Abstract: With the 2024 Paris Olympics approaching, the United States (US) is a strong contender in Artistic Gymnastics. Thus, we determine the five-member Men’s and Women’s gymnastics teams to optimize the US' performance at the 2024 Paris Olympics. In accomplishing this, we built three different teams based around different metrics. We first defined the most successful team as the team with the highest individual event medals. For this, we used the Type II error in unpaired t-tests to approximate the probability that an upset will occur in the medal rankings. These probabilities took into account both a competitor’s consistency and their overall performance. We then defined the most successful team as the team with the highest team all-around score, determined through a linear assignment model. Finally, we introduce an additive power model to identify team members through an ”all-rounder”-based strategy. We then compared the proposed teams from our three methods to determine our final suggested lineup.

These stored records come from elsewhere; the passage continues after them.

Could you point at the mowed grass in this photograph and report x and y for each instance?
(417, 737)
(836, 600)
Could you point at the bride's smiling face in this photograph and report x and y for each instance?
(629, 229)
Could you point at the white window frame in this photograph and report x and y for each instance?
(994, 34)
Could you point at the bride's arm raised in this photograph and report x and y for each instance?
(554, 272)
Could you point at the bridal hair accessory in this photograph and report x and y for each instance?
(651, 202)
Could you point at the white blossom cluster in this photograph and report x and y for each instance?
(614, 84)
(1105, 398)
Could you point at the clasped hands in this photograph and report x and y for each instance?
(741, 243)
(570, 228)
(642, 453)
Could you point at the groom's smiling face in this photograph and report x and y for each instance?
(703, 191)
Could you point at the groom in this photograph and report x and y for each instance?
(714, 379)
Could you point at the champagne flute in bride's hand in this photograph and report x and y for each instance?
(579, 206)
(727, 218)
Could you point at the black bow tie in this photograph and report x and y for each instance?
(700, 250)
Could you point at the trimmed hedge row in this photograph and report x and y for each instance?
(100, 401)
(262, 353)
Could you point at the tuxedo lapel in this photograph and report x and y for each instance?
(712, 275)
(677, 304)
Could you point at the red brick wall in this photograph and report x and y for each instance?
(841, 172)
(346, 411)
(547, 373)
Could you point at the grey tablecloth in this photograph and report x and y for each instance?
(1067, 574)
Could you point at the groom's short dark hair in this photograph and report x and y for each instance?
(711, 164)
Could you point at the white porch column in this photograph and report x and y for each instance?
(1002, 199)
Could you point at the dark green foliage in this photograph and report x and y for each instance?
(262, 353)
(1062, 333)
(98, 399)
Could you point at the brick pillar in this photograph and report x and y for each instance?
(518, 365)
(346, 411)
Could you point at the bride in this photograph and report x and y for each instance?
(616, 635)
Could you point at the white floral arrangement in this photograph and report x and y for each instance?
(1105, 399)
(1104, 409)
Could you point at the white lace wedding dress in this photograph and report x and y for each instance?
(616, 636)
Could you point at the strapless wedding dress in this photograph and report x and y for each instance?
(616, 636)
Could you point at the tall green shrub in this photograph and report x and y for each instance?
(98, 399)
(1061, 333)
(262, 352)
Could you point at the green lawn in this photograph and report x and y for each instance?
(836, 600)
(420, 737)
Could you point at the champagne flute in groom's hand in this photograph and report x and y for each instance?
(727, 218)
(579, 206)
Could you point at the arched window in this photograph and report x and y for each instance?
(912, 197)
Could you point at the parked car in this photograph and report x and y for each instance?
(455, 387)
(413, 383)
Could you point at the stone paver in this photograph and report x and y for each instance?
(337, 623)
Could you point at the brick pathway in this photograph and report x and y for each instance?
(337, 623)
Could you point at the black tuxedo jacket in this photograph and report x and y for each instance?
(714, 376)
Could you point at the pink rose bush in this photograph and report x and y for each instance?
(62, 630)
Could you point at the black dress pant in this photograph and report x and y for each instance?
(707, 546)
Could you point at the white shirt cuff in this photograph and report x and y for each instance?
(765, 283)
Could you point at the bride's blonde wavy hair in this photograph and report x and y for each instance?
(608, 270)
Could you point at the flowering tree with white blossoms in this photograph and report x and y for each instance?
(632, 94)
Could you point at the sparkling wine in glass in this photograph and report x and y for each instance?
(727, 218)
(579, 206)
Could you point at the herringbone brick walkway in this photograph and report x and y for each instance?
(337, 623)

Abstract: As swimmers look into colleges, they may wonder how much they will improve and which division they will improve the most in. A common assumption is that Division I attracts the fastest swimmers. However, many swimmers may still swim faster or improve more in Division II and III than in Division I. In this project, we collect the 50 freestyle times of 611 California high school swimmers from 2014 to 2022 and their college times from 2015 to 2023. We investigate the longitudinal best times of these swimmers and compare them across genders and divisions to address the potential concerns of a high school swimmer. Our preliminary result shows that the faster swimmers always drop less time than slower swimmers. We will further study the different time-dropping rates in high school and different college divisions.